2004-09-15 23:00:13

by Albert Cahalan

[permalink] [raw]
Subject: get_current is __pure__, maybe __const__ even

Andi Kleen writes:

> Please CSE "current" manually. It generates
> much better code on some architectures
> because the compiler cannot do it for you.

This looks fixable.

At the very least, __attribute__((__pure__))
will apply to your get_current function.

I think __attribute__((__const__)) will too,
even though it's technically against the
documentation. While you do indeed read from
memory, you don't read from memory that could
be seen as changing. Nothing done during the
lifetime of a task will change "current" as
viewed from within that task.



2004-09-15 23:17:20

by Jakub Jelinek

[permalink] [raw]
Subject: Re: get_current is __pure__, maybe __const__ even

On Wed, Sep 15, 2004 at 06:50:00PM -0400, Albert Cahalan wrote:
> Andi Kleen writes:
>
> > Please CSE "current" manually. It generates
> > much better code on some architectures
> > because the compiler cannot do it for you.
>
> This looks fixable.
>
> At the very least, __attribute__((__pure__))
> will apply to your get_current function.
>
> I think __attribute__((__const__)) will too,
> even though it's technically against the
> documentation. While you do indeed read from
> memory, you don't read from memory that could
> be seen as changing. Nothing done during the
> lifetime of a task will change "current" as
> viewed from within that task.

current will certainly change in schedule (),
so either you'd need to avoid using current
in schedule() and use some other accessor
for the same without such attribute, or
#ifdef the attribute out when compiling sched.c.

Jakub

2004-09-15 23:37:41

by William Lee Irwin III

[permalink] [raw]
Subject: Re: get_current is __pure__, maybe __const__ even

On Wed, Sep 15, 2004 at 06:50:00PM -0400, Albert Cahalan wrote:
>> This looks fixable.
>> At the very least, __attribute__((__pure__))
>> will apply to your get_current function.
>> I think __attribute__((__const__)) will too,
>> even though it's technically against the
>> documentation. While you do indeed read from
>> memory, you don't read from memory that could
>> be seen as changing. Nothing done during the
>> lifetime of a task will change "current" as
>> viewed from within that task.

On Wed, Sep 15, 2004 at 07:15:18PM -0400, Jakub Jelinek wrote:
> current will certainly change in schedule (),
> so either you'd need to avoid using current
> in schedule() and use some other accessor
> for the same without such attribute, or
> #ifdef the attribute out when compiling sched.c.

Why would barrier() not suffice?


-- wli

2004-09-15 23:33:17

by William Lee Irwin III

[permalink] [raw]
Subject: Re: get_current is __pure__, maybe __const__ even

Andi Kleen writes:
>> Please CSE "current" manually. It generates
>> much better code on some architectures
>> because the compiler cannot do it for you.

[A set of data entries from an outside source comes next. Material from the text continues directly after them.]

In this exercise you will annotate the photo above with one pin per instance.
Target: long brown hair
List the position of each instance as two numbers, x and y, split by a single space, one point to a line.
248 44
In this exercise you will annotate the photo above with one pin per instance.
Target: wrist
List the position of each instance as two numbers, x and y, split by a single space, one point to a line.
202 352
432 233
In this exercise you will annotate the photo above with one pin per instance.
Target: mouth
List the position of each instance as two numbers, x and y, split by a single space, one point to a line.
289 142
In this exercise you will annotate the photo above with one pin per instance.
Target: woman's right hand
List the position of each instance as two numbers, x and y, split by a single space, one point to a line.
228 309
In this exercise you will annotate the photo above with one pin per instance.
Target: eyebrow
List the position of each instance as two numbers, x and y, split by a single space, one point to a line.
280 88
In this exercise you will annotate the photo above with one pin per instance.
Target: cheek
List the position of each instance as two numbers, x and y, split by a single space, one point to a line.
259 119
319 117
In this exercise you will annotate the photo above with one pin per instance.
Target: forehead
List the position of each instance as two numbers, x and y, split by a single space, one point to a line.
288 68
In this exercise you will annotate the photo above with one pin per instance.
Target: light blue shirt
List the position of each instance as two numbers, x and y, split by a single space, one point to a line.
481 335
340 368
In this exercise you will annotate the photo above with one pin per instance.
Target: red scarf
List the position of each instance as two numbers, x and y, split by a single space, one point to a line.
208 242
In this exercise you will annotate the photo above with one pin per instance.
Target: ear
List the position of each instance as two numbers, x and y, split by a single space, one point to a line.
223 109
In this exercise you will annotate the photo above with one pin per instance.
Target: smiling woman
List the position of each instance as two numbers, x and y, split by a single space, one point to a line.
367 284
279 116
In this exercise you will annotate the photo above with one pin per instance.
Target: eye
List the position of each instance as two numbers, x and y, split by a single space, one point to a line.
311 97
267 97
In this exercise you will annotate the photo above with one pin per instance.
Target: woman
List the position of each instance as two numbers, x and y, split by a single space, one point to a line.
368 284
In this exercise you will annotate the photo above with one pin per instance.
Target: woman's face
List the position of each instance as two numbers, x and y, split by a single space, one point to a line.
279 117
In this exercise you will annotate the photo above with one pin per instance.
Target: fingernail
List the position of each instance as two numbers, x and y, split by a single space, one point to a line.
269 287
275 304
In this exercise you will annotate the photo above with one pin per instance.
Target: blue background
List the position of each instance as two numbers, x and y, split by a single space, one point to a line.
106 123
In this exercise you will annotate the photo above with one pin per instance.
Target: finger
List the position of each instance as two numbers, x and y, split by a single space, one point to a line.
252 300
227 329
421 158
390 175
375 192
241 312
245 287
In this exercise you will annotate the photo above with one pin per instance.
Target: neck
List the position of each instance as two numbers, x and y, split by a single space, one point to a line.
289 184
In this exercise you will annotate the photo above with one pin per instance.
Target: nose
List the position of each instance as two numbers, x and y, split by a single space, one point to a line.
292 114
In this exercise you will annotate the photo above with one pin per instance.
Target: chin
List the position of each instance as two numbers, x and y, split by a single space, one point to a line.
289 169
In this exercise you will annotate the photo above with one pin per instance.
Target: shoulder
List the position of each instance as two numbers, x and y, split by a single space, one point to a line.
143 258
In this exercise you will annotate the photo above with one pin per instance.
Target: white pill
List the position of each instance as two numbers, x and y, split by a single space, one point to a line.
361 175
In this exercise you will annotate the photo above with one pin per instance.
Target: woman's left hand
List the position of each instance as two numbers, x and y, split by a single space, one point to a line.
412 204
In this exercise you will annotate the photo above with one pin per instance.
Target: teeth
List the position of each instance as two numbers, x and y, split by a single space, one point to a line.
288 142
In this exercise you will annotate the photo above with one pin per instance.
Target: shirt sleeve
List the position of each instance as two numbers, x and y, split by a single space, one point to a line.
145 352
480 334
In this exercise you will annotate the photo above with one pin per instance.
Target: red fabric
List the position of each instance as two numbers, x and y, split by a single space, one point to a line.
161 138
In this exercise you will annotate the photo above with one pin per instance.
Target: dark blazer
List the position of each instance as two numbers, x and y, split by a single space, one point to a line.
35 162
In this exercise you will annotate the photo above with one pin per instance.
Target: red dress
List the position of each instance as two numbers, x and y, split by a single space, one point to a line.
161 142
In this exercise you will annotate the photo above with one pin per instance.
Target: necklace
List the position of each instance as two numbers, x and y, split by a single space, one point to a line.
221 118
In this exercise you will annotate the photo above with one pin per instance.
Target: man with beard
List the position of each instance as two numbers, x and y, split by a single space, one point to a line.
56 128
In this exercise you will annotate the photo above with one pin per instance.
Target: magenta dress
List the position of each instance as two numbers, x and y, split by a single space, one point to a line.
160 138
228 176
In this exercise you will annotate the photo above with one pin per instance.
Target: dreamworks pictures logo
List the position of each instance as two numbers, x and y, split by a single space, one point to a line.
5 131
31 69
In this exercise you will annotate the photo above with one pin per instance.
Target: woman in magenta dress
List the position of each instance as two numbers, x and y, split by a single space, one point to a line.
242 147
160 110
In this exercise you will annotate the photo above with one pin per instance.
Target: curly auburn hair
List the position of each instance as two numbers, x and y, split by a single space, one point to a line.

On Wed, Sep 15, 2004 at 06:50:00PM -0400, Albert Cahalan wrote:
> This looks fixable.
> At the very least, __attribute__((__pure__))
> will apply to your get_current function.
> I think __attribute__((__const__)) will too,
> even though it's technically against the
> documentation. While you do indeed read from
> memory, you don't read from memory that could
> be seen as changing. Nothing done during the
> lifetime of a task will change "current" as
> viewed from within that task.

The fix needs to be made to gcc, not the kernel.


-- wli

2004-09-16 02:15:27

by Albert Cahalan

[permalink] [raw]
Subject: Re: get_current is __pure__, maybe __const__ even

On Wed, 2004-09-15 at 19:29, William Lee Irwin III wrote:
> On Wed, Sep 15, 2004 at 06:50:00PM -0400, Albert Cahalan wrote:
> >> This looks fixable.
> >> At the very least, __attribute__((__pure__))
> >> will apply to your get_current function.
> >> I think __attribute__((__const__)) will too,
> >> even though it's technically against the
> >> documentation. While you do indeed read from
> >> memory, you don't read from memory that could
> >> be seen as changing. Nothing done during the
> >> lifetime of a task will change "current" as
> >> viewed from within that task.
>
> On Wed, Sep 15, 2004 at 07:15:18PM -0400, Jakub Jelinek wrote:
> > current will certainly change in schedule (),

Not really!

>From the viewpoint of a single task looking
at current, it does not change. The task is
paused, and may well start up again on a
different CPU, but current doesn't change.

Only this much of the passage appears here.